A brain imaging technique called SPET/CT effectively detects mild-to-moderate blood flow defects in patients with congenital erythropieetic porphyria (CEP) and may be superior to magnetic resonance imaging (MRI) scans, a case study reports.
The research, “Brain perfusion defects by SPET/CTand neurostat semiquantitative analysis in two patients with congenital erythropoietic porphyria,” appeared in the Hellenic Journal of Nuclear Medicine.
CEP is an extremely rare disorder, caused by lack of an enzyme called uroporphyrinogen III synthase (UROS), which leads to accumulation of compounds called prophyrins. A total of 45 different mutations throughout the UROS gene have been associated with the disease.
CEP is regarded as a cause of anemia before birth. The disorder typically begins with red urine shortly after birth, followed by skin photosensitivity (immune reaction to sunlight) and fragility in early infancy, and also scarring.
In contrast to acute prophyrias, no neurological and/or psychiatric symptoms have been described in CEP. Prior research identified cerebral ischemia — a type of stroke due to insufficient blood flow in the brain — in patients with acute intermittent porphyria (AIP).
Researchers have also suggested the possible role of a brain imaging technique called single photon emission tomography (SPET) to detect brain perfusion defects early, before changes are evident on MRI scans.
The scientists described the cases of two Pakistani brothers, ages 27 and 23, with severe symptoms such as red to yellow urine, mild yellow teeth coloration, hypertrichosis (excessive hair grown), fragile skin with blisters prone to rupture and infection, skin thickening, light sensitivity, fatigue, and depression.
Anemia and osteopenia (low bone density) were subsequently detected. CEP was confirmed by molecular analysis. Brain vascular damage was then assessed by SPET combined with computed tomography (SPET/CT) and by MRI. SPET/CT has already been tested in other brain disorders, such as mild cognitive impairment, the researchers noted.
SPET/CT was performed 30 minutes after injection of HMPAO, a radiopharmaceutical used for nuclear medicine scans. Brain areas of reduced HMPAO uptake were considered hypoperfused (reduced perfusion or blood flow), and therefore pathologic.
Results of SPET/CT revealed several brain perfusion defects in both patients. In contrast, no alterations were found in either patient with an MRI. The scientists attributed this mismatch between SPET/CT and MRI to the absence of necrosis, or cell and tissue death, although they did not rule out other possible causes.

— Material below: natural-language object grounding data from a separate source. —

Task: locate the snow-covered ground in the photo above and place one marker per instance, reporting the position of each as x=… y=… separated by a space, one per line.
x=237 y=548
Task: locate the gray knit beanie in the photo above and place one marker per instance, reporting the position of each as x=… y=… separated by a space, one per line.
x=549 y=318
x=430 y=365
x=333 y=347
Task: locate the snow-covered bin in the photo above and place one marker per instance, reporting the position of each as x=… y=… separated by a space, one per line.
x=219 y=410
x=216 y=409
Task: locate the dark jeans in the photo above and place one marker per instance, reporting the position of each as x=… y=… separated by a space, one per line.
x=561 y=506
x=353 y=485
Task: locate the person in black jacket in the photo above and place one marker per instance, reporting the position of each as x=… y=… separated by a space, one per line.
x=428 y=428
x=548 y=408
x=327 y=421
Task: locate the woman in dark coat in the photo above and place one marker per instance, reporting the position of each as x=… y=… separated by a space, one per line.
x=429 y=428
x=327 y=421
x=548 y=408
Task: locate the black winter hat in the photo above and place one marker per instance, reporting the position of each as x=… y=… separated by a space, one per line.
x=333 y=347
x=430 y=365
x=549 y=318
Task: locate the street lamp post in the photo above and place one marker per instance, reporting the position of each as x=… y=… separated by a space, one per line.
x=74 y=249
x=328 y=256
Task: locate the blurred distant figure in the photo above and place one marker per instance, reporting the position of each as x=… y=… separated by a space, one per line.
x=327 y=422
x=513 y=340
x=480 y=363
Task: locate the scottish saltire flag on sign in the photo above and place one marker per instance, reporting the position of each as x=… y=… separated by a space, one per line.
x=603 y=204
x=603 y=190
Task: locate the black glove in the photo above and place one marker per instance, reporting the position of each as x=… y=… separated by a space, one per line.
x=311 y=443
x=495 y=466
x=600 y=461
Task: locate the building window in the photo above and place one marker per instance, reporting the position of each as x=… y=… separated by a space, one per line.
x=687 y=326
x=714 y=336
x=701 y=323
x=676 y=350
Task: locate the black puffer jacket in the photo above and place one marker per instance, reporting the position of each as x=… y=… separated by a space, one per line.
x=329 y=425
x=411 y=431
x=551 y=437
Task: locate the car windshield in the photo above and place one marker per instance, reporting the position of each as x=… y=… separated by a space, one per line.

Importantly, they commented that the patients’ young age, and the absence of other risk factors such as diabetes, hypertension, tobacco smoking and drug addiction strongly indicate that the observed brain hypoperfusion is due to CEP.
“In our opinion, SPET/CT could have a key role in this setting of patients due to its high sensitivity and reliability in mild-to-moderate brain perfusion defects detection,” the researchers wrote.
“In fact, SPET/CT is able to detect even mild functional alterations in contrary to morphological [shape-related] imaging methods like MRI,” they added.